2. My solution is using Bellman Ford algorithm: Let's replace all the values by their opposite number, now we've just got a new matrix. Then, I create an undirected graph from the new matrix, each cell is a node, stepping on a cell costs that cell's value - it's the weight. So, I just need to find the shortest path of the graph using Bellman-Ford algorithm. That path will be the longest path of our initial matrix. Well, there's a problem. The graph contains negative cycles, also has too many nodes and edges. The result, therefore, isn't correct.
3. This is my code:

Knowing that xd and yd is the initial coordinate of the robot.

void MatrixToEdgelist()
{
    int k = 0;
    for (int i=1;i<=n;i++)
        for (int j=1;j<=n;j++)
    {
        int x = (i - 1) * n + j;
        int y = x + 1;
        int z = x + n;
        if (j<n)
        {
            edges.push_back(make_tuple(x, y, a[i][j+1]));
        }
        if (i<n)
        {
            edges.push_back(make_tuple(x, z, a[i+1][j]));
        }
    }
}

   void BellmanFord(Robot r){
        int x = r.getXd();
        int y = r.getYd();
        int z = (x-1)*n + y;
        int l = n*n;
        int distance[100];
        int previous[100]{};
        int trace[100];
    
        trace[1] = z;
        for (int i = 1; i <= l; i++) {
            distance[i] = INF;
        }
    
        distance[z] = a[x][y];
        for (int i = 1; i <= l-1; i++) {
            for (auto e : edges) {
                int a, b, w;
                tie(a, b, w) = e;
                //distance[b] = min(distance[b], distance[a]+w);
                if (distance[b] < distance[a] + w)// && previous[a] != b)
                {
                    distance[b] = distance[a] + w;
                    previous[b] = a;
                }
            }
    
        }
    
        //print result
        int Max=INF;
        int node;
        for (int i=2;i<=l;i++)
        {
            if (Max < distance[i])
            {
                Max = distance[i];
                node = i;
            }
        }
    
        if (Max<0)cout << Max << "\n";
        else cout << Max << "\n";
        vector<int> ans;
        int i = node;
        ans.push_back(i);
        while (i != z)
        {
            i = previous[i];
            ans.push_back(i);
        }
    
        for (int i=ans.size()-1;i>=0;i--)
        {
            int x, y;
            if (ans[i] % n == 0)
            {
                x = ans[i] / n;
                y = n;
            }
            else{
                x = ans[i] / n + 1;
                y = ans[i] - (( x - 1 ) * n);
            }
            cout << x << " " << y << "\n";
        }
    }

Example matrix

The result

Clearly that the distance should have continued to update, but it doesn't. It stops at the final node.

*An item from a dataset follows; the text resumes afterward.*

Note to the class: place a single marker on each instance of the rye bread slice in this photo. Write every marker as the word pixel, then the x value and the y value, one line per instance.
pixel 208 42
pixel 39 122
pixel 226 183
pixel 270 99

"Let's replace all the values by their opposite number"

Not sure what you mean by an opposite number. Anyway, that is incorrect.

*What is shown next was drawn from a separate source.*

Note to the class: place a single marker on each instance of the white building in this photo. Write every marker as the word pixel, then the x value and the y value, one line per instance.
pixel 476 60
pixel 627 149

If you have negative weights, then the usual solution is to add the absolute value of the most negative weight to EVERY weight.

Why Bellman-Ford? Dijkstra should be sufficient for this problem. ( By default Dijkstra finds the cheapest path. You find the most expensive by assigning the absolute value of ( the original weight minus the greatest ) to every link. )